SebastienChinsky_01_2014_Copier Nicolas Sarkozy, dans le discours adressé aux français après la déroute de l’U.M.P aux élections régionales, revient une nouvelle fois sur l’idée que la lutte contre l’absentéisme scolaire doit passer par des sanctions financières infligées aux parents. Conditionner l’attribution des allocations familiales à l’assiduité scolaire des enfants est un projet récurrent de ce gouvernement.

Le présupposé de ce projet tient en la conviction que si les enfants ne se rendent pas à l’école, c’est nécessairement que les adultes ne remplissent pas leur rôle et laissent leurs enfants déserter les salles de cours. Les parents seraient démissionnaires, laxistes, irresponsables et la solution résiderait donc dans une contrainte financière.

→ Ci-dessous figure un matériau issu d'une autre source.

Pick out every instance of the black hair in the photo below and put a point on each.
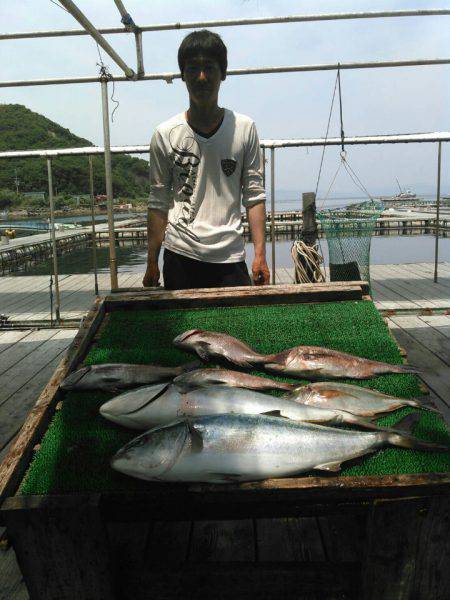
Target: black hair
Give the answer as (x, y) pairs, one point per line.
(203, 42)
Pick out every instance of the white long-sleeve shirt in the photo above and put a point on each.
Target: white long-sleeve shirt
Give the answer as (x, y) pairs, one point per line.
(201, 182)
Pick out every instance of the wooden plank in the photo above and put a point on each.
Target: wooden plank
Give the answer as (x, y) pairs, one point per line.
(440, 323)
(289, 539)
(23, 372)
(9, 338)
(62, 553)
(247, 581)
(14, 411)
(22, 350)
(168, 543)
(393, 554)
(244, 296)
(430, 338)
(17, 459)
(343, 537)
(435, 372)
(432, 575)
(12, 585)
(222, 541)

Il y a quelques choses d’obscène à laisser penser que les parents s’intéresseraient d’avantage à l’obtention d’allocations qu’à, l’avenir de leurs enfants. Il faut être bien loin du terrain  pour prêter de telles pensées aux familles qui subissent l’absentéisme scolaire de leur enfant. Il faut être bien loin du terrain pour penser que les parents s’intéressent davantage à leurs allocations qu’à l’avenir de leurs enfants.

Dans mon travail d’éducateur auprès de famille en difficulté je suis amené à travailler avec ces parents, ces mineurs qui ne se rendent plus à l’école. J’exerce ce métier depuis près de 7 ans. Durant ces 7 ans, je n’ai jamais rencontré de parents qui se désintéressaient de la scolarité, du parcours de formation de leur enfant. La question de la scolarité, du parcours d’insertion est même la source de conflit récurrent entre les jeunes et leurs parents.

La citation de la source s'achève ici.